Constrained Optimization solution algorithms are restricted to point based solutions. Single or multiple objectives must be satisfied, wherein both the objective function and constraints can be non-convex resulting in multiple optimal solutions. Scenarios include intersecting surfaces as Implicit Functions. We present neural solutions for extracting optimal sets as approximate manifolds, where non-convex objectives and constraints are defined as modeler guided, domain-informed L2 loss function. This promotes interpretability since modelers can confirm the results against known analytical forms.

CNN for Identifying Kernels of Physical Process

We present a fully convolutional architecture that captures the invariant structure of the domain to reconstruct the observable system, defined by Partial Differential Equations. Our intent is to learn coupled dynamic processes interpreted as deviations from true kernels representing isolated processes. The architecture is robust and transparent in capturing process kernels and system anomalies. We also show that high weights representation is not only redundant but also impacts network interpretability. These allow us to identify redundant kernels and their manifestations in activation maps to guide better designs.

Machine Learning

Higher Order Feature Seletion

Feature selection is a process of choosing a subset of relevant features so that the quality of prediction models can be improved. We present a higher-order MI based approximation technique called Higher OrderFeature Selection (HOFS). Instead of producing a single list of features, our method produces a ranked collection of feature subsets that maximizes MI, giving better comprehension (feature ranking) as to which features work best together when selected, due to their underlying interdependent structure.

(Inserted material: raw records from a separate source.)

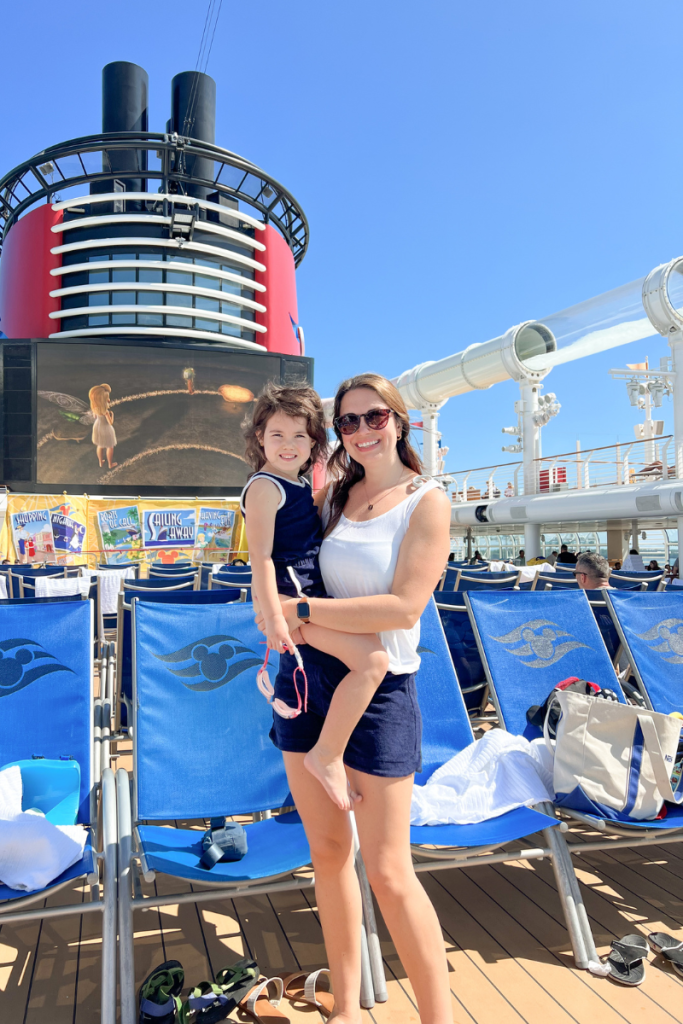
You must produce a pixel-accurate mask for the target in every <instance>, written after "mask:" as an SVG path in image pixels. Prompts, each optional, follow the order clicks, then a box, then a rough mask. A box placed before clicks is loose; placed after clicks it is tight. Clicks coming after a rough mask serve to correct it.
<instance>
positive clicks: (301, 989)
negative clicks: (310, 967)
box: [283, 967, 335, 1017]
mask: <svg viewBox="0 0 683 1024" xmlns="http://www.w3.org/2000/svg"><path fill="white" fill-rule="evenodd" d="M322 974H330V972H329V970H328V969H327V968H326V967H324V968H321V970H319V971H313V972H312V974H309V975H307V974H306V972H305V971H299V972H297V974H289V975H287V977H286V978H284V979H283V981H284V983H285V995H286V996H287V998H288V999H290V1000H291V1001H292V1002H306V1004H308V1006H311V1007H315V1008H316V1010H319V1012H321V1013H322V1014H324V1015H325V1016H326V1017H329V1016H330V1014H331V1013H332V1011H333V1010H334V1009H335V998H334V995H333V994H332V992H326V991H325V990H323V991H317V992H316V991H315V985H316V984H317V979H318V978H319V976H321V975H322ZM301 978H303V979H305V980H304V981H303V983H302V982H301V981H300V980H299V979H301Z"/></svg>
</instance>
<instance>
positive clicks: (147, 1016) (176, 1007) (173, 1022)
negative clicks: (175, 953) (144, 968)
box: [138, 961, 185, 1024]
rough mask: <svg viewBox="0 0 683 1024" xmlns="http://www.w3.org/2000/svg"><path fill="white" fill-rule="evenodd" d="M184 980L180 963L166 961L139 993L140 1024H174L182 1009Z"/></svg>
mask: <svg viewBox="0 0 683 1024" xmlns="http://www.w3.org/2000/svg"><path fill="white" fill-rule="evenodd" d="M184 980H185V973H184V971H183V968H182V964H180V962H179V961H166V963H165V964H160V965H159V967H156V968H155V969H154V971H152V972H151V974H148V975H147V977H146V978H145V979H144V981H143V982H142V984H141V985H140V988H139V991H138V1004H139V1017H138V1021H139V1024H174V1022H175V1021H177V1019H178V1015H179V1012H180V1008H181V1002H180V992H181V991H182V986H183V984H184Z"/></svg>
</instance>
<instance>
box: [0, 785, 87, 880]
mask: <svg viewBox="0 0 683 1024" xmlns="http://www.w3.org/2000/svg"><path fill="white" fill-rule="evenodd" d="M22 792H23V788H22V772H20V768H18V767H17V766H13V767H12V768H5V770H4V771H0V882H1V883H3V884H4V885H6V886H9V888H10V889H19V890H23V891H25V892H34V891H35V890H39V889H45V887H46V886H48V885H49V884H50V882H53V881H54V879H56V878H58V877H59V874H61V872H62V871H66V870H67V868H68V867H71V866H72V864H76V863H78V861H79V860H80V859H81V857H82V856H83V850H84V847H85V841H86V839H87V833H86V830H85V829H84V828H83V827H82V826H81V825H53V824H52V822H51V821H48V820H47V818H45V817H44V816H43V815H42V814H41V813H39V812H37V811H26V812H23V811H22Z"/></svg>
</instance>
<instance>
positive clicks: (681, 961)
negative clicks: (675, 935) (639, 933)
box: [647, 932, 683, 978]
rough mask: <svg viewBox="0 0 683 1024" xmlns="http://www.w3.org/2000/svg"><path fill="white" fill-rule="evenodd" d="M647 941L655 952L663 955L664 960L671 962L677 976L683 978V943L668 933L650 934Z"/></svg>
mask: <svg viewBox="0 0 683 1024" xmlns="http://www.w3.org/2000/svg"><path fill="white" fill-rule="evenodd" d="M647 941H648V942H649V944H650V946H651V948H652V949H653V950H654V952H655V953H661V955H663V956H664V958H665V959H667V961H669V963H670V964H671V966H672V967H673V969H674V971H675V972H676V974H678V975H680V976H681V978H683V942H681V941H679V939H675V938H674V936H673V935H669V934H668V933H667V932H650V934H649V935H648V936H647Z"/></svg>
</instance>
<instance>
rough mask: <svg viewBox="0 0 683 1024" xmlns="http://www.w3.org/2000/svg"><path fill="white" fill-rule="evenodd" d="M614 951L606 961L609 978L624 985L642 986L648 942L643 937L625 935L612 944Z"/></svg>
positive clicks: (615, 941)
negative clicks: (607, 967)
mask: <svg viewBox="0 0 683 1024" xmlns="http://www.w3.org/2000/svg"><path fill="white" fill-rule="evenodd" d="M610 945H611V947H612V951H611V953H610V954H609V956H608V957H607V959H606V962H605V963H606V964H608V965H609V977H610V978H611V979H612V980H613V981H618V982H620V984H622V985H631V986H635V985H642V983H643V982H644V980H645V964H644V961H646V959H647V954H648V952H649V948H650V947H649V945H648V944H647V940H646V939H645V938H644V937H643V936H642V935H625V936H624V938H623V939H614V941H613V942H612V943H610Z"/></svg>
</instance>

Minimum Noise Fraction based Denoising of HyperSpectral Images

Minimum Noise Fraction (MNF) developed by Green et al. has been extensively studied as a method for noise removal in HSI data. However, it entails a manual speed-accuracy trade-off, namely the process of manually selecting the relevant bands in the MNF space. We present a low-rank model where the computational time of the algorithm is reduced, as well as the entire process of band selection is fully automated. This automated approximations produced by the algorithm show the reconstruction accuracy vs storage (50×) and runtime speed (60×) trade-off.

Information Retrieval

Ranking of IR metrics based on Information Content

Given limited time and space, IR studies report few evaluation metrics which must be carefully selected. We quantify correlation between popular IR metrics on TREC test collections. Next, we investigate prediction of unreported metrics: given 1-3 metrics, we assess the best predictors for 10 others. We further explore whether high-cost evaluation measures can be predicted using low-cost measures. We also present a novel model for ranking evaluation metrics based on covariance, enabling selection of a set of metrics that are most informative and distinctive.